La hausse des cas est observée dans toutes les provinces, bien qu'elle soit plus prononcée dans celles d'Anvers, de Limbourg et de Flandre occidentale. La province anversoise concentre 30% des cas diagnostiqués en Belgique au cours des quinze derniers jours. Seul le Brabant wallon semble épargné par la recrudescence des infections.

Selon Yves Van Laethem, l'augmentation des cas est essentiellement due à la formation de foyers qui se sont créés dans différentes communautés. "On entend par là des transmissions intrafamiliales dans des grandes familles ou lors d'événements divers", a-t-il précisé.

"Il est absolument nécessaire de réaliser que le virus n'est pas parti. Il faut en tenir compte dans tous les événements de notre vie et dans nos comportements", a répété l'infectiologue.

Hôpitaux

Les autres indicateurs de l'épidémie restent stables. Entre le 10 et le 16 juillet, 145 lits d'hôpital étaient occupés par des patients atteints du Covid-19, avec 9 hospitalisations en moyenne par jour et un taux d'occupation de 3% des soins intensifs. Sciensano a par ailleurs relevé 13 décès, soit environ deux par jour.

A ce stade, il est important de continuer à maintenir les mesures afin de ralentir l'augmentation, selon le Centre de crise. "Si l'on veut garder la liberté que l'on a retrouvée, faisons preuve de bon sens, comportons-nous de manière responsable", a ajouté Yves Van Laethem.

L'infectiologue a appelé les personnes présentant des symptômes pouvant faire penser au Covid-19 (rhume, fatigue, maux de tête inhabituels, perte de goût ou d'odorat) à rester chez elle et l'ensemble de la population à respecter les gestes barrière ainsi que "la bulle" limitée à quinze personnes.

Fêtes

Cependant, les nouvelles infections se situent principalement autour des familles nombreuses et de certains événements. Baudouin Catry, le porte-parole néerlandophone, en appel à la prudence. Le virus ne devient pas moins contagieux parce que nous connaissons quelqu'un depuis des années. Il regrette également les rapports faisant état de grands rassemblements illégaux. Ces fêtes sont "le début idéal" pour une nouvelle diffusion. Catry garde espoir. "Il est encore possible de faire entrer cette bête dans son antre, mais il faut le faire maintenant, et il faut le faire rapidement. Alors faisons tous notre part en respectant les mesures".

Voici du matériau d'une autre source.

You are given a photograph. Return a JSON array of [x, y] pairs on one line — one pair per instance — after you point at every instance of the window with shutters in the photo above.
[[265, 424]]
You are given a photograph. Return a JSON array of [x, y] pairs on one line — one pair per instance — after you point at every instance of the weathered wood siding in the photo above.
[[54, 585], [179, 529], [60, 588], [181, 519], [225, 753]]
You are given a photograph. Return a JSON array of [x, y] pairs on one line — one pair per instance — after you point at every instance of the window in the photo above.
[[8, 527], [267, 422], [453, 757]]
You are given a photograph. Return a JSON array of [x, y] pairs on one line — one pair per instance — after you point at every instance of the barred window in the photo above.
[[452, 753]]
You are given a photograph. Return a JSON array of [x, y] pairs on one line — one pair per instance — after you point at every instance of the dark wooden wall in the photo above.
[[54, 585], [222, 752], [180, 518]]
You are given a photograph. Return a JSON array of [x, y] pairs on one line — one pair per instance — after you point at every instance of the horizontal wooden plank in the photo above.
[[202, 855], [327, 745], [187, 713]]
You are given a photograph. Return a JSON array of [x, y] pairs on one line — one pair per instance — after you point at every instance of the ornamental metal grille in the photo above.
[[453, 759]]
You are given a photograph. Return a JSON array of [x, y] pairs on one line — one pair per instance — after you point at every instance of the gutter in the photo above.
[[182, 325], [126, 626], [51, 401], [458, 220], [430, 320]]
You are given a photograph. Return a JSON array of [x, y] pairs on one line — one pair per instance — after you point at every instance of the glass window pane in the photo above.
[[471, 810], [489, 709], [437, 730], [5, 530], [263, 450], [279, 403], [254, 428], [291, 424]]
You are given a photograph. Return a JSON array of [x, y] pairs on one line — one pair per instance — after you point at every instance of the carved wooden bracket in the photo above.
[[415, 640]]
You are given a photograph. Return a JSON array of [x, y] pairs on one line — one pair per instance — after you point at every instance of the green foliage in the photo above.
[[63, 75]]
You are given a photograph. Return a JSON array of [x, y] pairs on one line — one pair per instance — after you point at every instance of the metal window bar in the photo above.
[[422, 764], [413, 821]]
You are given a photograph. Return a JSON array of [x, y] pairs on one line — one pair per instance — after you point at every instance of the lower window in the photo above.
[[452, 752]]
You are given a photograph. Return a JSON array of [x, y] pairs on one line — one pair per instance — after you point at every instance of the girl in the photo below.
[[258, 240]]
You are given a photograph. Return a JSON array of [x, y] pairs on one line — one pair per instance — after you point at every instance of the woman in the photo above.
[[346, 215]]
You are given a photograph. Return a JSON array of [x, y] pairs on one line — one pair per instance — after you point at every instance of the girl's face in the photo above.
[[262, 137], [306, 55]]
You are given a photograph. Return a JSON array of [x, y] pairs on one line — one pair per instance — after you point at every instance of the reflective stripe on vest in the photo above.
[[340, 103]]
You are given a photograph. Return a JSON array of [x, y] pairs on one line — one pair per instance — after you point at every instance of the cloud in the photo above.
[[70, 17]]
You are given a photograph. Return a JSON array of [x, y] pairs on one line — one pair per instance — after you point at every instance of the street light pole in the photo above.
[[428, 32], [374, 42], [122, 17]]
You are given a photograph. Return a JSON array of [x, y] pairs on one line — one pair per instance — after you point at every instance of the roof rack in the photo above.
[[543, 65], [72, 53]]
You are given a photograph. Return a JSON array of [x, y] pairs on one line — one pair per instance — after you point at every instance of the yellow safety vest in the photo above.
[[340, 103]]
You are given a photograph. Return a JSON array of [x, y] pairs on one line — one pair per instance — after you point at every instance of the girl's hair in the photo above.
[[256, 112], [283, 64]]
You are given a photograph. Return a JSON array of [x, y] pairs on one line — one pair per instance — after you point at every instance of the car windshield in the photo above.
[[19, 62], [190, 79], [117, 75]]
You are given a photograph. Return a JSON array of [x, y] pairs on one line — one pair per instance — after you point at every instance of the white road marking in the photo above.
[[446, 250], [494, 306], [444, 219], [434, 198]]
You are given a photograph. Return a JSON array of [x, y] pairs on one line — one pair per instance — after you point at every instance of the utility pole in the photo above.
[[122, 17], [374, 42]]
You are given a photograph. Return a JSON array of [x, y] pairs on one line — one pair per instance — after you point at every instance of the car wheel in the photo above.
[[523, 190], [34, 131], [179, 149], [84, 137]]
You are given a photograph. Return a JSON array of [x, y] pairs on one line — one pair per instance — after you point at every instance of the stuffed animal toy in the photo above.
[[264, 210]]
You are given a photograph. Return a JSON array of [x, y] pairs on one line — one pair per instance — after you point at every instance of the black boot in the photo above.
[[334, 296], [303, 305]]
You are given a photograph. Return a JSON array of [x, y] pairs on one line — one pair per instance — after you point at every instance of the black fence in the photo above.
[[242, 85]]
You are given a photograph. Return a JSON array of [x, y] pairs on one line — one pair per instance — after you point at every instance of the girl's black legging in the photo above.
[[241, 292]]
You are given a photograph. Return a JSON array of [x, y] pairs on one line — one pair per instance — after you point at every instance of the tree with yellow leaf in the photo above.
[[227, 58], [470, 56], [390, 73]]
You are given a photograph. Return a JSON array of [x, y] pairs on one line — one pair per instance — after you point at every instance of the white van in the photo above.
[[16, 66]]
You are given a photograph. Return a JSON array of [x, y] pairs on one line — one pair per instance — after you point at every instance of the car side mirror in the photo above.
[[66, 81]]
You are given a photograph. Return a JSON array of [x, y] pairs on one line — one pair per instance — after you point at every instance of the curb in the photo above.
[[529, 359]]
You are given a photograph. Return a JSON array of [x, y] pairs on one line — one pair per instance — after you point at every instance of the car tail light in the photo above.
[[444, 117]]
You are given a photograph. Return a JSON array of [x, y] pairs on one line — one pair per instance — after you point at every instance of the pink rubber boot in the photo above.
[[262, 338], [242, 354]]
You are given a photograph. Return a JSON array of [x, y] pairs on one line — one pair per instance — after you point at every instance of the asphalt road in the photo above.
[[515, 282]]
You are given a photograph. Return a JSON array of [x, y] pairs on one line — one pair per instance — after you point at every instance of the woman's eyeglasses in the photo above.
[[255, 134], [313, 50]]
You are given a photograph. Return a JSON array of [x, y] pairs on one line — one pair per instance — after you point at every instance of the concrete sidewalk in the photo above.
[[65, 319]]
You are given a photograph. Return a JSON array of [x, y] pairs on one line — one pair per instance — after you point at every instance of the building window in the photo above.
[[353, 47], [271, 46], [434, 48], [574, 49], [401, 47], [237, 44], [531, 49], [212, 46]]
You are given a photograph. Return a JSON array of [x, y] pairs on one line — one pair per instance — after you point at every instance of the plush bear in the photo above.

A ce stade, il est important de continuer à maintenir les mesures afin de ralentir l'augmentation, selon le Centre de crise. "Si l'on veut garder la liberté que l'on a retrouvée, faisons preuve de bon sens, comportons-nous de manière responsable", a ajouté Yves Van Laethem. L'infectiologue a appelé les personnes présentant des symptômes pouvant faire penser au Covid-19 (rhume, fatigue, maux de tête inhabituels, perte de goût ou d'odorat) à rester chez elle et l'ensemble de la population à respecter les gestes barrière ainsi que "la bulle" limitée à quinze personnes.

En outre, le centre de crise demande explicitement aux personnes qui présentent des symptômes de contacter le médecin par téléphone. "Ne supposez pas que c'est un petit rhume".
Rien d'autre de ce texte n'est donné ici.